A volte qualcuno chiede cosa accade in un quotidiano, come si lavora, entro quando inviare le notizie e le foto, ecc. Prendo quindi alcuni momenti di vita nel quotidiano, nei miei primi tempi di giornalista...quindi molti anni addietro...oggi, con le tecnologie, alcuni metodi però sono cambiati.
Da Il SecoloXIX:
1) Andare in macchina: si dice del giornale pronto per la stampa. Esempio: “Il giornale stava per andare in macchina quando è giunta un’ultim’ora da inserire in prima pagina”. Si dice: “giornale in macchina” quando tutte le pagine sono state “montate” sui cilindri della rotativa.
2) Chiusura: è la fase cruciale del lavoro in redazione e in sala montaggio. Si dice “il giornale è in chiusura, questa notizia va in ribattuta”, per indicare l’opportunità di non interrompere il lavoro e di rinviare l’inserimento della notizia alla seconda edizione; oppure “siamo in chiusura, questa notizia la mettiamo in corsa”, in questo caso la notizia viene inserita generalmente in prima pagina, dopo aver dato l’alt alla rotativa (ovvio che per fare questa operazione deve trattarsi di un fatto importante: nazionale o locale.)

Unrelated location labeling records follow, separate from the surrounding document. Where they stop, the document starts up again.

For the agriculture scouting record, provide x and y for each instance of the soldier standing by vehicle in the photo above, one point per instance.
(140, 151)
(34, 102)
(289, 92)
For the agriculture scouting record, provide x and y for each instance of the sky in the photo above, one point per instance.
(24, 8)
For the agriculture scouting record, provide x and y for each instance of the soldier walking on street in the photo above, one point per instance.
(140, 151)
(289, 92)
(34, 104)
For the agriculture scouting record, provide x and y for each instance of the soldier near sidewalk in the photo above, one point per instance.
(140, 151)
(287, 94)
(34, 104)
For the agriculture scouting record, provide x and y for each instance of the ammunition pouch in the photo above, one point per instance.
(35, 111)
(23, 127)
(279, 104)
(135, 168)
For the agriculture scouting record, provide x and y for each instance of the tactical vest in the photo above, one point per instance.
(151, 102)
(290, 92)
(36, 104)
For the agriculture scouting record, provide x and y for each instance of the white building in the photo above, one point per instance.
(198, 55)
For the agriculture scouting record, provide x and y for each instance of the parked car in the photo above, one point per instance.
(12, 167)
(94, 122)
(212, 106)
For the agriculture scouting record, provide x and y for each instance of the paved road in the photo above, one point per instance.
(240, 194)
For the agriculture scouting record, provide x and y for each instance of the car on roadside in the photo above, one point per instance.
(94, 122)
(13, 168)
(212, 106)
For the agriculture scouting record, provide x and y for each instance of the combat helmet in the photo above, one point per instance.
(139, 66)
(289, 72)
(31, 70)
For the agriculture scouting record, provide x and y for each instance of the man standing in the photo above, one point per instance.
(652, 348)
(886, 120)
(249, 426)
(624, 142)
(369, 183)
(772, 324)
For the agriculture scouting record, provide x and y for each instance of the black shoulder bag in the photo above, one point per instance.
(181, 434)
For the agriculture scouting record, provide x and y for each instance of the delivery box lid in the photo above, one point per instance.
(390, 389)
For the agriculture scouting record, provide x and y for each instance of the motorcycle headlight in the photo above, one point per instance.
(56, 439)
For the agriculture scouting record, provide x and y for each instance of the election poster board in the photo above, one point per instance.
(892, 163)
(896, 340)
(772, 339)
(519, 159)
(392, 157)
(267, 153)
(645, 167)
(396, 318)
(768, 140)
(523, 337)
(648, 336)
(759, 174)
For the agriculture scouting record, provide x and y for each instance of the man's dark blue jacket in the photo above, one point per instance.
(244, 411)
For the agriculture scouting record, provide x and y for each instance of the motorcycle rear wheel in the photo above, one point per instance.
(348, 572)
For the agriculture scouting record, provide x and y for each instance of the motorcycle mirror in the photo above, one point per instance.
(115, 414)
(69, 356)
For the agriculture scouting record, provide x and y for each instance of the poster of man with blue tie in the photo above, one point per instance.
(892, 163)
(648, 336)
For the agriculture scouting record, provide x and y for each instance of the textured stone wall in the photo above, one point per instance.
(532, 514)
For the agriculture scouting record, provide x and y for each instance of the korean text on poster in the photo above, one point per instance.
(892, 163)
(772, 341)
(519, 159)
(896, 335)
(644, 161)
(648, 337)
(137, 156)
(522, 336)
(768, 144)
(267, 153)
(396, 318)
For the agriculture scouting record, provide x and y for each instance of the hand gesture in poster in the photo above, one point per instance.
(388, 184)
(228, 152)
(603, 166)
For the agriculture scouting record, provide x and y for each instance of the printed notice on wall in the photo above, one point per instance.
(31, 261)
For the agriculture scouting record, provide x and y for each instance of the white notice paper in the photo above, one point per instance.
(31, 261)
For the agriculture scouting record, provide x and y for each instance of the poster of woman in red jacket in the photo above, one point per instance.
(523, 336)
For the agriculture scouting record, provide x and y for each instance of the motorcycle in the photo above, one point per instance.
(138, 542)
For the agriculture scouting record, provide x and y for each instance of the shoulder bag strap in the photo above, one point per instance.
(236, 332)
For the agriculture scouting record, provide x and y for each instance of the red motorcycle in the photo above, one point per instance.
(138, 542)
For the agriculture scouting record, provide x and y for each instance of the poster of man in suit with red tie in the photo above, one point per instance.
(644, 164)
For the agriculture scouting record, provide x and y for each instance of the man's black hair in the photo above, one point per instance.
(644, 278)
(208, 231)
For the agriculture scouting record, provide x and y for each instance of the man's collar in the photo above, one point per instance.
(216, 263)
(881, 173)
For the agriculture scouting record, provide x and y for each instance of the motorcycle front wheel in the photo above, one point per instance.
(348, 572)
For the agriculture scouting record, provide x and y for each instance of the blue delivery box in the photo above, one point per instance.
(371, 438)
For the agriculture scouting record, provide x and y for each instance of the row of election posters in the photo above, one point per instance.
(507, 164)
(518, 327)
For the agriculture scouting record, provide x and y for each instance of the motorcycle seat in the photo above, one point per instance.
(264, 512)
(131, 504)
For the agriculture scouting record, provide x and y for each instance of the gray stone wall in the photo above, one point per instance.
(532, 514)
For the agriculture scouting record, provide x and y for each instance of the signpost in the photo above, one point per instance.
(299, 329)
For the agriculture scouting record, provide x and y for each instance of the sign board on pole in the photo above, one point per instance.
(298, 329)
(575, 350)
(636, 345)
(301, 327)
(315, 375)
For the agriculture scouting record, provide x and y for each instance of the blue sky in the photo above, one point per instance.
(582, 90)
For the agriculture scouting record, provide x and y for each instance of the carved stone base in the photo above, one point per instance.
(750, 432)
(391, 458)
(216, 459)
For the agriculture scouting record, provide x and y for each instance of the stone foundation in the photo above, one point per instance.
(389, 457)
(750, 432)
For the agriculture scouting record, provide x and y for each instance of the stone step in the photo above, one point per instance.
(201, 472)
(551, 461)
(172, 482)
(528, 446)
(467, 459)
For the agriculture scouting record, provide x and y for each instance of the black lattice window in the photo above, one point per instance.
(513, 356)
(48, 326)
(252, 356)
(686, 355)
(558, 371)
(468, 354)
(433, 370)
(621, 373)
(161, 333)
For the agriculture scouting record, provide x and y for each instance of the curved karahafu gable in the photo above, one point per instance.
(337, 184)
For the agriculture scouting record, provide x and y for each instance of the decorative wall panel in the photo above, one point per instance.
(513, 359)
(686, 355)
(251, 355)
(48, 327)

3) Dichiarazione: nota (o commento) rilasciata ufficialmente: in genere si pubblica tra virgolette per attribuirne la responsabilità al suo autore. Si dice che “il giornalista ha falsato la mia dichiarazione” quando il testo pubblicato “interpreta” quanto detto dall’autore. Molte volte la formula della smentita nasconde la verità: cioè il giornalista ha detto il vero ma l’autore preferisce fare marcia indietro per non compromettersi.
4) Gabbia: definisce l’insieme testo-titoli di una rubrica (tv, cinema, oroscopo, borse, ecc.) ad altezze fisse. Anche le “gabbie” sono programmate col computer per rendere possibile la videoimpaginazione.
5) Giro: definisce i compiti di lavoro di un cronista; il “giro di bianca” comprende il Comune, la Provincia, la Prefettura, la Camera di Commercio, i sindacati ecc.; il “giro di nera” la Questura, i Carabinieri, l’ospedale, i commissariati, i vigili del fuoco, il Tribunale ecc.
6) Guardia: definisce il turno (in redazione e in tipografia) addetto alla “chiusura” e al controllo delle ultime notizie. In particolari occasioni protrae l’orario di lavoro oltre la “chiusura” del giornale, pronto a “ribattere” se giungono importanti notizie.
7) Incastro: è un testo composto a parte da inserire poi nel contesto di un articolo. Termine nato con la composizione a caldo (testo a incastro sono due parti distinte e l’inserimento viene effettuato durante l’impaginazione) rimasto in uso anche in fotocomposizione: ora però l’incastro viene inserito direttamente nel testo con il video terminale e l’articolo quindi “esce” già completo, senza bisogno di ulteriori interventi.
8) Licenziare: in gergo, definisce l’ordine di invio della pagina (ormai montata e corretta) alla pressa per fare il flano e quindi la lastra. Il termine è nato con la composizione a piombo; l’ordine viene dato dal “correttore in piombo” cioè dal tipografo che “manualmente” sostituisce le righe di testo sbagliate con quelle ricomposte dal linotipista. Si usa anche ora in fotocomposizione; ma l’ordine viene dato dal redattore capo dopo aver controllato il “bozzone”. Si dice “l’edizione è stata licenziata alle ore 1 e 30”.
9) Passare: è l’operazione che il redattore svolge per “redigere” una notizia, cioè un testo, destinato alla pubblicazione; con il sistema editoriale integrato rientra tra le sue operazioni di editino.
10) Pesce: classico errore nella composizione di un testo da parte del linotipista o del tastierista (consiste nel “salto” di una intera frase) L’errore è difficilmente rilevabile anche da parte dei correttori in quanto, il più delle volte, il discorso “fila” egualmente.
11) Proto: è il responsabile tecnico-organizzativo della tipografia. Si dice “errore del proto” per qualsiasi errore nella stampa, in pratica anche per quelli commessi dai giornalisti.
12) Ribattuta: l’operazione per inserire, a edizione chiusa e a giornale in stampa, una nuova e importante notizia.
13) Ultim’ora: la notizia inserita all’ultimo momento sul giornale. Se si riferisce a un servizio già in pagina si mette, di solito, “a galleggiare” nel testo: molte volte l’”ultim’ora” contraddice quanto descritto precedentemente nel servizio.
Mi auguro che quanto sopra può interessare a qualcuno che vorrà intraprendere la professione di giornalista, iniziando dalla gavetta cioè lavorando in un quotidiano o per un'agenzia di stampa.